The first full-time Fringe chief was John Milligan, who had worked for the Arts Council and been a researcher with BBC Scotland. He left in 1976 to run the Craigmillar Festival, and was succeeded by Alistair Moffat, who had been involved in running the first St Andrews Festival in 1971 and had organised a small festival in his hometown of Kelso in 1972.

Moffat left in 1981 to become Head of Arts at Scottish Television. He was replaced by Michael Dale, who had worked with Moffat at the St Andrews Festival and was recommended to apply by him. He had worked at the Cambridge Arts Theatre and Young Vic.

Dale departed in 1986 to become Head of Events for the Glasgow Garden Festival and was succeeded by his deputy, Mhairi Mackenzie-Robinson, who left in 1993 to pursue a career in business. Hilary Strong served in the position until 1999, when she then became director of the Greenwich Theatre. She was followed by Paul Gudgin (2000–2007), Jon Morgan (2007–2008) and Kath Mainland (2008–2016). In November 2015, Mainland announced her decision to step down as Chief Executive to take on the role of executive director of the Melbourne Festival, and in early 2016 it was announced that her successor would be Shona McCarthy, who had headed up the 2013 Derry-Londonderry UK City of Culture. She took up the position in March 2016, and held it for nine years until March 2025; she was succeeded the following month by Tony Lankester.

===Promoters and artistic directors===
The Fringe has made the careers of many on the artistic and organisational side of the Fringe. William Burdett-Coutts, Karen Koren, Anthony Alderson and Charlie Wood and Ed Bartlam, the directors of the so-called "Big Four" venues have become well known on the cultural scene.

==Ethos==

The Fringe is an open access festival. The role of the Fringe Society is solely to facilitate the festival, concentrating mainly on the challenging logistics of organising such a large event. Alistair Moffat (Fringe administrator 1976–1981) summarised the role of the Society when he said, "As a direct result of the wishes of the participants, the Society had been set up to help the performers that come to Edinburgh and to promote them collectively to the public. It did not come together so that groups could be invited, or in some way artistically vetted. What was performed and how it was done was left entirely to each Fringe group". This approach is now sometimes referred to as an unjuried festival, open access arts festival or a fringe festival.

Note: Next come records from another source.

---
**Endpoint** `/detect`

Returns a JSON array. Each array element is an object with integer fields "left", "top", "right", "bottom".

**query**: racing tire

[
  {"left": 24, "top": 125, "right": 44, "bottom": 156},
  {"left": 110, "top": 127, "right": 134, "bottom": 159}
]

Over the years, this approach has led to adverse criticism about the quality of the Fringe. Much of this criticism comes from individual arts critics in national newspapers, hard-line aficionados of the Edinburgh International Festival, and occasionally from the Edinburgh International Festival itself.

The Fringe's own position on this debate may be summed up by Michael Dale (Fringe Administrator 1982–1986) in his book Sore Throats & Overdrafts, "No-one can say what the quality will be like overall. It does not much matter, actually, for that is not the point of the Fringe ... The Fringe is a forum for ideas and achievement unique in the UK, and in the whole world ... Where else could all this be attempted, let alone work?". Views from the middle ground of this perennial debate point out that the Fringe is not complete artistic anarchy. Some venues do influence or decide on the content of their programme, such as the Traverse and Aurora Nova, who used to run their own venue but are now just a production group.

The Fringe itself at times sprouts a fringe. While the festival is unjuried, participating in the Fringe requires registration, payment of a registration fee,
and use of a Fringe venue. For example, the 2008 registration fee was £289.05.
Some outdoor spaces also require registration, notably the Royal Mile.
Thus some artists perform outside the auspices of the Fringe, either individually or as part of a festival or in association with a venue, either outdoors or in non-Fringe venues.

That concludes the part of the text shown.